Imposé depuis 2015 dans tous les logements, le détecteur de fumée, ou DAAF (détecteur avertisseur autonome de fumée), est une première ligne de défense contre les incendies. Il a pour rôle de signaler toute détection de fumée par un avertissement sonore puissant, protégeant ainsi les occupants. Mais comment le sélectionner convenablement ? Quels critères de prix et d’installation privilégier ? Découvrons-le ensemble.
Réglementation sur les détecteurs de fumée
La loi n°2010-238, mise en application en mars 2015, rend obligatoire l’installation de détecteurs de fumée normalisés dans chaque lieu d'habitation, qu'il s'agisse d'une propriété principale ou secondaire, d'un immeuble ou d'un logement partiellement occupé.
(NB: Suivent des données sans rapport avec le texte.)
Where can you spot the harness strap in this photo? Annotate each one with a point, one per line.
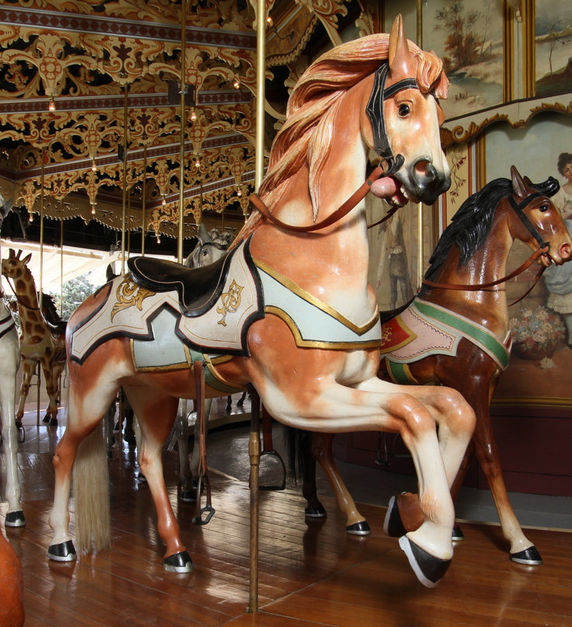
(524, 218)
(481, 286)
(342, 211)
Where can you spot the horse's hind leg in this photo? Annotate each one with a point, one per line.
(156, 414)
(84, 413)
(15, 515)
(522, 550)
(322, 452)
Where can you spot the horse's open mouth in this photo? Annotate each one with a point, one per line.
(392, 190)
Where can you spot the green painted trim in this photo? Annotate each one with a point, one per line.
(477, 333)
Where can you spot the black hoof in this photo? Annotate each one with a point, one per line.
(189, 496)
(15, 519)
(62, 552)
(392, 524)
(457, 535)
(530, 557)
(427, 568)
(315, 511)
(178, 563)
(359, 529)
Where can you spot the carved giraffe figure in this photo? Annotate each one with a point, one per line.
(39, 340)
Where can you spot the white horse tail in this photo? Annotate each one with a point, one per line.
(91, 493)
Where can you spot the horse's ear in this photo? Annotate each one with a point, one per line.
(401, 62)
(518, 185)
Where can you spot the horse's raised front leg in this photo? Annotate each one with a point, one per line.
(321, 450)
(156, 415)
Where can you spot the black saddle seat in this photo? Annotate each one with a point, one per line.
(198, 288)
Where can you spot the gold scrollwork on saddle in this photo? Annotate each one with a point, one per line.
(230, 301)
(129, 294)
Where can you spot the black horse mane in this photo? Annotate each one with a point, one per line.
(472, 222)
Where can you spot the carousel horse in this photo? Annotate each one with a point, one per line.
(9, 365)
(288, 310)
(456, 332)
(40, 340)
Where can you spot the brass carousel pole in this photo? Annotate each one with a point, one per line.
(41, 277)
(143, 201)
(124, 203)
(183, 121)
(254, 441)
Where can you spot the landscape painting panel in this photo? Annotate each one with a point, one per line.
(541, 358)
(468, 36)
(553, 47)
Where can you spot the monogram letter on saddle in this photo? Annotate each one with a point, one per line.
(198, 288)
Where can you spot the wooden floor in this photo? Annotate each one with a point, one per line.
(310, 574)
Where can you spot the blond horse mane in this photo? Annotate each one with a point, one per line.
(313, 107)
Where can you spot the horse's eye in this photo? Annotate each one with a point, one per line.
(404, 110)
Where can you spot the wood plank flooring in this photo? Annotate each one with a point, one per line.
(310, 573)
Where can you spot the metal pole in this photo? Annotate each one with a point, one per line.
(143, 201)
(254, 455)
(260, 71)
(124, 208)
(183, 122)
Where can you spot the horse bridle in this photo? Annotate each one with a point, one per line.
(543, 248)
(374, 110)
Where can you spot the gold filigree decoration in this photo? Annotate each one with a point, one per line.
(230, 301)
(129, 294)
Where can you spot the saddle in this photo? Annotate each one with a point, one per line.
(198, 288)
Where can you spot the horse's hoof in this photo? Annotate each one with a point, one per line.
(457, 535)
(392, 524)
(189, 496)
(15, 519)
(178, 563)
(315, 511)
(530, 557)
(62, 552)
(427, 568)
(359, 529)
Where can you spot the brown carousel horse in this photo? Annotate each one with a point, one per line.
(455, 332)
(40, 341)
(289, 310)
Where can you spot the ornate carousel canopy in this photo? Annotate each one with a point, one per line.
(99, 107)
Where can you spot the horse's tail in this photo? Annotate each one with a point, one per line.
(91, 494)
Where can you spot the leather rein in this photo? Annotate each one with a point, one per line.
(543, 248)
(374, 110)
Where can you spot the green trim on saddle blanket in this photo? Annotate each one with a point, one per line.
(472, 331)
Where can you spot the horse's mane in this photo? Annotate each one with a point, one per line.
(314, 105)
(471, 224)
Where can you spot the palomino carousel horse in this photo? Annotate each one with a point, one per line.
(40, 341)
(288, 310)
(455, 332)
(9, 364)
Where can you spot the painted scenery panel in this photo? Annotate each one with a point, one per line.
(468, 36)
(553, 47)
(541, 323)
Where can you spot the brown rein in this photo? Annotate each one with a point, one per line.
(341, 212)
(482, 286)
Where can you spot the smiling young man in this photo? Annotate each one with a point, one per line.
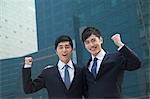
(62, 81)
(104, 71)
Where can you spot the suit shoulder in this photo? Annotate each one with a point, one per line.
(49, 67)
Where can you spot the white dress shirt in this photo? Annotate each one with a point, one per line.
(100, 57)
(62, 69)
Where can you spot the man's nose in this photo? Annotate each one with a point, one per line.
(90, 44)
(64, 49)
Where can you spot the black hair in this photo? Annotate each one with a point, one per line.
(63, 38)
(87, 32)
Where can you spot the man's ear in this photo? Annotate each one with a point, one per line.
(101, 39)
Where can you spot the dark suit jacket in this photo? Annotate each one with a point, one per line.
(107, 83)
(51, 80)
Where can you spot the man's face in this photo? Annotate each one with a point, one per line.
(93, 44)
(64, 51)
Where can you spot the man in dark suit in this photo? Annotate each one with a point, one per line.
(104, 71)
(65, 80)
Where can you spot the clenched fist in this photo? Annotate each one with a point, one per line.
(117, 40)
(28, 60)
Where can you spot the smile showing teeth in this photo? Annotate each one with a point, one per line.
(93, 48)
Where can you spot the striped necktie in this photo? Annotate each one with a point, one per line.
(67, 77)
(94, 66)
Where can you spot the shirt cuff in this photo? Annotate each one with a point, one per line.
(27, 66)
(120, 47)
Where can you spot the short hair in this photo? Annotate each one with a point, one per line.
(63, 38)
(88, 31)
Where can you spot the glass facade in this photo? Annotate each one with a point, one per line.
(55, 17)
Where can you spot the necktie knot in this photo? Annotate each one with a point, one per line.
(95, 59)
(94, 67)
(67, 77)
(66, 66)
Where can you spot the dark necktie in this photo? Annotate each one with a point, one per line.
(94, 66)
(67, 77)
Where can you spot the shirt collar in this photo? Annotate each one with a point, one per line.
(100, 55)
(62, 64)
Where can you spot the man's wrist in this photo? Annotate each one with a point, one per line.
(27, 66)
(120, 46)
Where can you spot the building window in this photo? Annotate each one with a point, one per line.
(114, 2)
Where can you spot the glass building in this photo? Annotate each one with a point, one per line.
(55, 17)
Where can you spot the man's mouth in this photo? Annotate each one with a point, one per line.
(93, 48)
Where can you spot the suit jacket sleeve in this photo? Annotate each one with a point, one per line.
(131, 61)
(29, 85)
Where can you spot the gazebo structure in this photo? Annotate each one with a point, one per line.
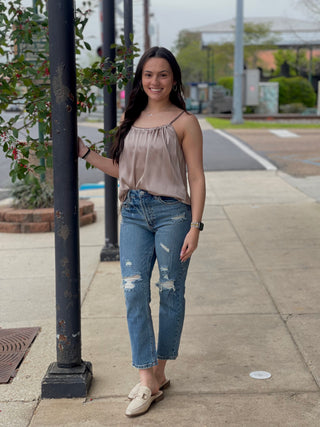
(287, 33)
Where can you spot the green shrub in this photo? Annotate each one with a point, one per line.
(30, 193)
(226, 82)
(294, 90)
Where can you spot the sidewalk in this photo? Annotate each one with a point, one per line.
(253, 304)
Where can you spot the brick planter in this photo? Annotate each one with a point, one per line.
(39, 220)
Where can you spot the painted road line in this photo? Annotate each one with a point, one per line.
(93, 186)
(283, 133)
(265, 163)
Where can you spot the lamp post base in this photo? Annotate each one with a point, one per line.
(110, 253)
(61, 383)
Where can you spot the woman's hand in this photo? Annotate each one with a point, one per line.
(190, 244)
(82, 148)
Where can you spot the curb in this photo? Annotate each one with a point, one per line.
(40, 220)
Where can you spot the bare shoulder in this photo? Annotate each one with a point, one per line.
(186, 124)
(189, 119)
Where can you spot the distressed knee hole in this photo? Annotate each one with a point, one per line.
(168, 285)
(164, 247)
(129, 282)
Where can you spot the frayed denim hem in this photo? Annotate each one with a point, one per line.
(167, 358)
(145, 366)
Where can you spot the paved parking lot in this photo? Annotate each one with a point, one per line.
(295, 151)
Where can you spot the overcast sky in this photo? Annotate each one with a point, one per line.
(172, 16)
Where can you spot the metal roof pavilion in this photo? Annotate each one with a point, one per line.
(287, 32)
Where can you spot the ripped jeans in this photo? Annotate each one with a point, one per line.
(153, 227)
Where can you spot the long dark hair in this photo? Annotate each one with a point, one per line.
(138, 99)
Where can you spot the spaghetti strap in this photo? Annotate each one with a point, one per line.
(176, 118)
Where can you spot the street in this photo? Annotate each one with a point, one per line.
(295, 152)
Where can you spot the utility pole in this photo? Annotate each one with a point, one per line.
(146, 24)
(237, 117)
(69, 376)
(110, 251)
(128, 30)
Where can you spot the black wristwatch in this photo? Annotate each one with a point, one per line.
(198, 225)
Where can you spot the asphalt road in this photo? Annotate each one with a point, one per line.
(238, 149)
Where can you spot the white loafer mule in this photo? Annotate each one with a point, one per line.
(134, 391)
(141, 403)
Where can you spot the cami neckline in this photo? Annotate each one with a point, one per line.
(160, 126)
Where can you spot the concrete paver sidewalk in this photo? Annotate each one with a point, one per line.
(252, 304)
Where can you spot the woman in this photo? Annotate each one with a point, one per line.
(155, 143)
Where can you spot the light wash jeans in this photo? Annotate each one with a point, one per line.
(153, 227)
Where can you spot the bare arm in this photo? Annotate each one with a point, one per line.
(192, 148)
(103, 163)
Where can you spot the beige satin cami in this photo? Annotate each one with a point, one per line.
(153, 160)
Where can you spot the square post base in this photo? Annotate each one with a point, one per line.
(110, 254)
(61, 383)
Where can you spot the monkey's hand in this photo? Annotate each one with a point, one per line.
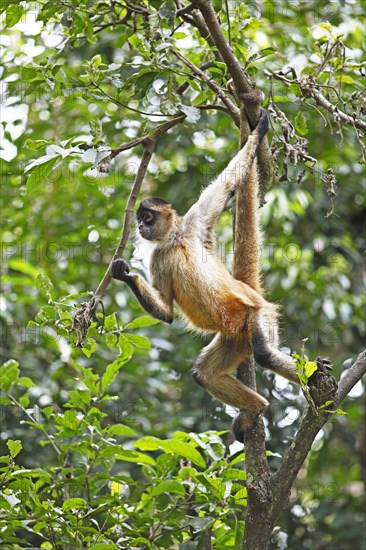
(263, 124)
(120, 270)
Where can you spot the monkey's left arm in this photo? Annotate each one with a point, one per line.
(158, 304)
(213, 199)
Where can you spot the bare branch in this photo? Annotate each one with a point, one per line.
(233, 110)
(310, 88)
(241, 81)
(336, 112)
(352, 376)
(309, 427)
(143, 139)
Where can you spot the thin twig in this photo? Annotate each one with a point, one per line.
(150, 144)
(234, 111)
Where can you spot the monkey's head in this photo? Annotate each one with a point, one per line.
(155, 218)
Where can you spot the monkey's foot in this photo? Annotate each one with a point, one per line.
(244, 423)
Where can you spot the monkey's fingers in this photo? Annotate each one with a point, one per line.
(263, 124)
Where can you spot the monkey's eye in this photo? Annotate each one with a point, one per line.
(147, 218)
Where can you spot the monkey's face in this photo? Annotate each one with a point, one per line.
(154, 219)
(146, 220)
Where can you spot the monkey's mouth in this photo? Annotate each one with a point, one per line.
(145, 233)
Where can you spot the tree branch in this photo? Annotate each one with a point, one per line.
(352, 376)
(85, 313)
(309, 427)
(310, 88)
(150, 144)
(233, 109)
(247, 94)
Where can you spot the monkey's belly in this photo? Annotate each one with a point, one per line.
(229, 316)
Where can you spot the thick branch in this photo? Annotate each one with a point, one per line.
(241, 81)
(352, 376)
(246, 92)
(310, 425)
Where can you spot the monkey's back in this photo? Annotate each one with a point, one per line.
(207, 295)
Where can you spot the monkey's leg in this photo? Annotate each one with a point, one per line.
(212, 371)
(269, 357)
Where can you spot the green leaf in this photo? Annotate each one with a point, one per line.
(137, 43)
(110, 374)
(140, 322)
(9, 373)
(44, 283)
(96, 128)
(13, 15)
(89, 347)
(25, 381)
(168, 487)
(217, 5)
(73, 504)
(14, 447)
(40, 172)
(193, 114)
(138, 341)
(120, 429)
(110, 322)
(24, 267)
(171, 446)
(4, 504)
(96, 61)
(310, 368)
(34, 145)
(103, 546)
(134, 456)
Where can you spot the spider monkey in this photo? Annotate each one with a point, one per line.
(186, 269)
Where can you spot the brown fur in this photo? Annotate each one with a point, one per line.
(186, 269)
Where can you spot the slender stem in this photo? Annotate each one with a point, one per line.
(150, 144)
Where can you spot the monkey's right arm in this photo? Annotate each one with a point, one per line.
(158, 304)
(214, 198)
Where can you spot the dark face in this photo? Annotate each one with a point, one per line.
(154, 218)
(146, 220)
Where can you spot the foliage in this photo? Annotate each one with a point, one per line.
(101, 444)
(191, 490)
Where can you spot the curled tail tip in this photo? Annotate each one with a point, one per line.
(263, 124)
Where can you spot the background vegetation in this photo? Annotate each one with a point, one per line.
(113, 445)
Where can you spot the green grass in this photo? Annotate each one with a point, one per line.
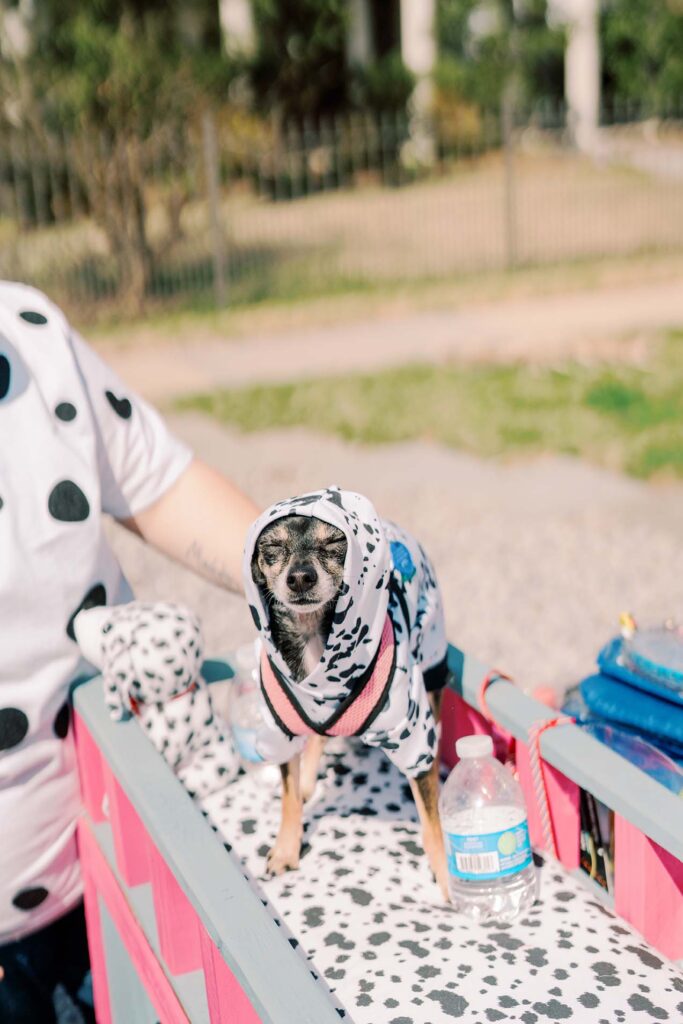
(628, 418)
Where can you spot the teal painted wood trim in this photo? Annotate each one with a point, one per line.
(654, 810)
(275, 979)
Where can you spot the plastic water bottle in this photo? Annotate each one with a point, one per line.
(483, 817)
(245, 705)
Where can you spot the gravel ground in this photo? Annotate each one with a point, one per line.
(536, 558)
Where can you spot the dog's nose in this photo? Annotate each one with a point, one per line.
(301, 578)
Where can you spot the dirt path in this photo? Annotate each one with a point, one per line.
(606, 324)
(536, 558)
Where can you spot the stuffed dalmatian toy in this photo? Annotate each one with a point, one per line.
(150, 656)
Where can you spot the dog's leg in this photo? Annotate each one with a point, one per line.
(425, 792)
(310, 761)
(285, 854)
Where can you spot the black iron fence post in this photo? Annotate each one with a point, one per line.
(212, 170)
(510, 184)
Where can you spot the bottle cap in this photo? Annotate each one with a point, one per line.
(474, 747)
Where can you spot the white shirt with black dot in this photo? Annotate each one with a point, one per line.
(74, 443)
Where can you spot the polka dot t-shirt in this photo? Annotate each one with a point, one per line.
(74, 443)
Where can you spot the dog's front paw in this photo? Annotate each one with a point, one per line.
(437, 861)
(283, 857)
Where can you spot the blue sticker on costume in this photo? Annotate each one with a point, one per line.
(402, 560)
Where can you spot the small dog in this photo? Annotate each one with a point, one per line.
(351, 621)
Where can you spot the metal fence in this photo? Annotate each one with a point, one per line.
(229, 209)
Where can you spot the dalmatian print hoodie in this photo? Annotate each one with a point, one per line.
(386, 573)
(74, 443)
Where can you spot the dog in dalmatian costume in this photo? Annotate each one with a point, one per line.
(151, 656)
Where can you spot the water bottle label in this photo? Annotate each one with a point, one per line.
(491, 856)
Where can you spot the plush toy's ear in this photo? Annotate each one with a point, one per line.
(88, 627)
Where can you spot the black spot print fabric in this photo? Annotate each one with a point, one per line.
(68, 503)
(5, 376)
(61, 721)
(365, 913)
(66, 412)
(67, 456)
(29, 899)
(33, 317)
(95, 597)
(13, 727)
(121, 407)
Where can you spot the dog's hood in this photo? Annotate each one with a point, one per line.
(361, 606)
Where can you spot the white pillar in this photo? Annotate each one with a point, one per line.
(359, 43)
(582, 71)
(418, 48)
(237, 25)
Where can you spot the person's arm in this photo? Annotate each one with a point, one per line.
(201, 521)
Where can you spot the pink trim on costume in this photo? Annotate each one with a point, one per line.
(350, 723)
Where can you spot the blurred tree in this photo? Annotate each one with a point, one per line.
(485, 43)
(642, 52)
(120, 79)
(299, 70)
(382, 85)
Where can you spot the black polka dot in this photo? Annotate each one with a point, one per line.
(68, 503)
(65, 411)
(31, 316)
(5, 376)
(121, 407)
(28, 899)
(95, 597)
(60, 724)
(13, 727)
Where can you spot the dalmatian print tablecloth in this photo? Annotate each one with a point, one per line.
(366, 913)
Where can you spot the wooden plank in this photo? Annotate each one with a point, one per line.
(275, 979)
(648, 889)
(639, 799)
(190, 988)
(129, 999)
(148, 969)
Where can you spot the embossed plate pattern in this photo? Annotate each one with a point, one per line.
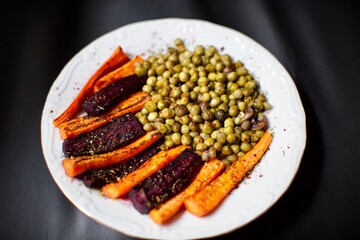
(256, 194)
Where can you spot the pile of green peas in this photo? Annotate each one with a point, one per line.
(203, 99)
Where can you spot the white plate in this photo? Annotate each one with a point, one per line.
(256, 194)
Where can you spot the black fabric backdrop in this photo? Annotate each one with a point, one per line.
(318, 42)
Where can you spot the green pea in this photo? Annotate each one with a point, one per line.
(185, 139)
(226, 150)
(245, 147)
(233, 111)
(221, 138)
(231, 138)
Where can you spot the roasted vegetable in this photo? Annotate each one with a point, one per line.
(166, 182)
(160, 160)
(210, 170)
(84, 124)
(116, 134)
(117, 59)
(100, 177)
(76, 165)
(109, 96)
(206, 200)
(126, 70)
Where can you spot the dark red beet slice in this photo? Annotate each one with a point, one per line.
(166, 183)
(113, 94)
(116, 134)
(100, 177)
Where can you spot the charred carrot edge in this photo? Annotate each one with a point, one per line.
(209, 171)
(206, 200)
(80, 125)
(117, 59)
(77, 165)
(126, 70)
(155, 163)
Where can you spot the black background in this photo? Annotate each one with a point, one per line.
(318, 42)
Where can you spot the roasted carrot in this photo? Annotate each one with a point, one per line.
(207, 173)
(206, 200)
(76, 165)
(160, 160)
(117, 59)
(124, 71)
(84, 124)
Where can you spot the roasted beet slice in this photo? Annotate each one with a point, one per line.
(112, 94)
(166, 183)
(116, 134)
(100, 177)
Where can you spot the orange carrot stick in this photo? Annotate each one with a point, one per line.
(117, 59)
(76, 165)
(124, 71)
(209, 171)
(80, 125)
(160, 160)
(206, 200)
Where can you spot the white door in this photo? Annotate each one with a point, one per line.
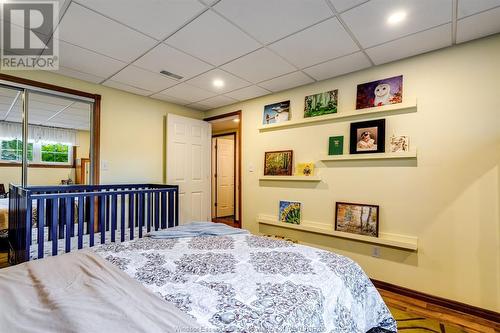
(225, 177)
(188, 165)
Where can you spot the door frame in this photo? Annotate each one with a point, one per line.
(235, 135)
(239, 137)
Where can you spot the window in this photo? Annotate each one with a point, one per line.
(55, 152)
(12, 150)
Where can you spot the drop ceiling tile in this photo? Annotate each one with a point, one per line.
(259, 66)
(138, 77)
(170, 99)
(155, 18)
(412, 45)
(319, 43)
(342, 5)
(369, 24)
(470, 7)
(212, 39)
(217, 101)
(164, 57)
(79, 75)
(83, 27)
(286, 82)
(479, 25)
(125, 87)
(198, 106)
(187, 92)
(231, 82)
(339, 66)
(269, 20)
(85, 61)
(248, 93)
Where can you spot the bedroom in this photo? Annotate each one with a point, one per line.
(436, 200)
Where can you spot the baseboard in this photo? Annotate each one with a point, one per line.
(453, 305)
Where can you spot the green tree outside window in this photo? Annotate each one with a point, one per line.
(55, 152)
(12, 150)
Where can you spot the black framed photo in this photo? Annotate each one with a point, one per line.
(367, 137)
(361, 219)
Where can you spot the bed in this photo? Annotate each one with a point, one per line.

La norme impose l'installation d'au moins un DAAF par logement, tout en recommandant d’en ajouter un par étage et au sous-sol pour une sécurité optimale.
Pour assurer une prévention efficace, le détecteur doit émettre un signal d’au moins 85 décibels, garantissant de réveiller les occupants même durant leur sommeil. Il est crucial de rappeler qu'en cas de non-respect de cette obligation, aucune sanction juridique n’est prévue, mais l'absence de DAAF peut compromettre l'indemnisation par les assureurs en cas d'incendie, ce qui pourrait s’avérer catastrophique.
Responsabilité de l'installation : propriétaires ou locataires ?
Conformément à la loi ALUR de 2014, la responsabilité de l’installation du détecteur revient au propriétaire, même s'il est un bailleur. Une fois posé, l’entretien incombant au locataire, qui doit s'assurer de son bon fonctionnement, notamment en remplaçant les piles. Pour les locations saisonnières et certains types de logements, l’entretien reste à la charge du propriétaire.
Identifiants de sécurité : où, quand, comment ?
Si la réglementation exige un détecteur par niveau, une appropriation des recommandations sécuritaires est primordiale. Il est conseillé de placer un détecteur dans chaque pièce à risque, notamment la cuisine, les chambres et la buanderie, tout en évitant de l'installer trop près des sources de chaleur pour prévenir des déclenchements intempestifs.
Quelques chiffres alarmants sur les incendies domestiques
- 80 000 incendies d’habitations se déclarent chaque année en France.
- Environ 300 décès sont enregistrés annuellement suite à des incendies domestiques.
- 15 000 blessés sont comptabilisés chaque année, certains souffrant de séquelles à vie.
Les causes les plus fréquentes sont liées aux installations électriques défaillantes (25 %) et aux négligences lors de la cuisson, ce qui souligne l'importance d’un bon équipement préventif.
Éléments clés pour choisir son détecteur de fumée
La conformité avec les normes est la première étape essentielle lors du choix d'un détecteur. Assurez-vous que le modèle arbore le sigle CE, garantissant sa conformité à la norme EN 14 604. De plus, optez de préférence pour des modèles marqués NF pour des garanties supplémentaires quant à leur fiabilité.
Les détecteurs de fumée sont disponibles en deux types principaux :
- Détecteurs filaires : Reliés à l'alimentation électrique, ces modèles incluent un système de secours pour éviter les coupures.
- Détecteurs à piles : Indépendants, ces appareils requièrent un entretien régulier pour veiller à la bonne fonctionnalité des piles.
Deux technologies de détection existent : les détecteurs optiques, qui évaluent l'opacité de l'air, et les modèles ioniques, qui mesurent les variations de charge électrique.
Autres critères de sélection
Les détecteurs de fumée peuvent également incorporer des options variées :
- Interconnexion : Permet à plusieurs détecteurs de sonner simultanément en cas de détection de fumée.
- Connectivité : Alerte sur smartphone, utile en cas d’absence.
- Fonction "silence" : Permet de désactiver temporairement l'alarme, bien que ce soit moins essentiel.
Veillez à ne pas confondre détecteurs de fumée et détecteurs de monoxyde de carbone ; leurs fonctions doivent être séparées pour garantir une efficacité optimale.
Budget à prévoir
Les prix des détecteurs de fumée commencent autour de 5 €, mais il est conseillé d'investir entre 10 et 30 € pour des modèles performants. Ne négligez pas la nécessité de placer un DAAF dans chaque pièce potentiellement à risque.
Solutions pour les personnes malentendantes
Des dispositifs spécifiques existent pour alerter les personnes sourdes ou malentendantes, comme des récepteurs émettant des signaux lumineux ou des vibrations. Ces systèmes peuvent être financés en partie par des aides, comme la Prestation de Compensation du Handicap (PCH), pour ceux qui en bénéficient.